In erg's example, I think it's more that the person has a "every nail needs a sledgehammer" approach.
 
In erg's example, I think it's more that the person has a "every nail needs a sledgehammer" approach.

Yes.

And...and unwillingness to recognize that not every symptom or suspected disorder needs a hammer to asses it or make a tentative diagnosis. I mean, a full WMS for social phobia VS OCD? There is an (unfortunate) running joke that this provider is afraid to actually talk to patients. :)
 
Yes.

And...and unwillingness to recognize that not every symptom or suspected disorder needs a hammer to asses it or make a tentative diagnosis. I mean, a full WMS for social phobia VS OCD? There is an (unfortunate) running joke that this provider is afraid to actually talk to patients. :)

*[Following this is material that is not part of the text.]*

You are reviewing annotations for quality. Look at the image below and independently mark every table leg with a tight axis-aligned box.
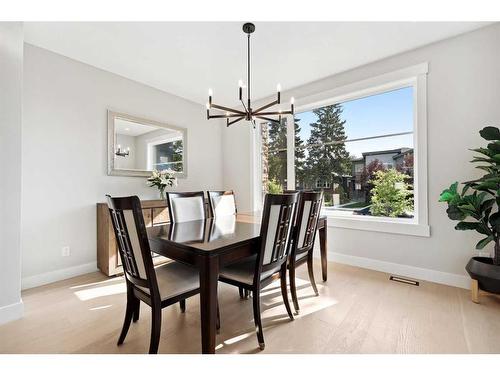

Eww, who even uses the full WMS for anything? Some of the new tests can produce average scaled scores by chance responding.
 
In erg's example, I think it's more that the person has a "every nail needs a sledgehammer" approach.
Got that. I was trying to emphasize his point from the other direction- if you can/want to do is one thing, then you better refer out if they don’t need what you can/want to do. Fortunately for me, there are more than enough nails out there in need of my hammer.
 
For sometime, perhaps since the 60s, I think people in training positions have complained of this, no? Programs becoming "more loose"...less rigorous in their scientific/research training competencies at the very least? Meehl talked about this in the early 60s.

Most recently, as I heard, the depthness of one's MMPI training and interpretation skills. Some of it may be rightfully so. But I agree, some of this is on the internship...whether its just their expectations or suboptimal supervision on their part? Who knows?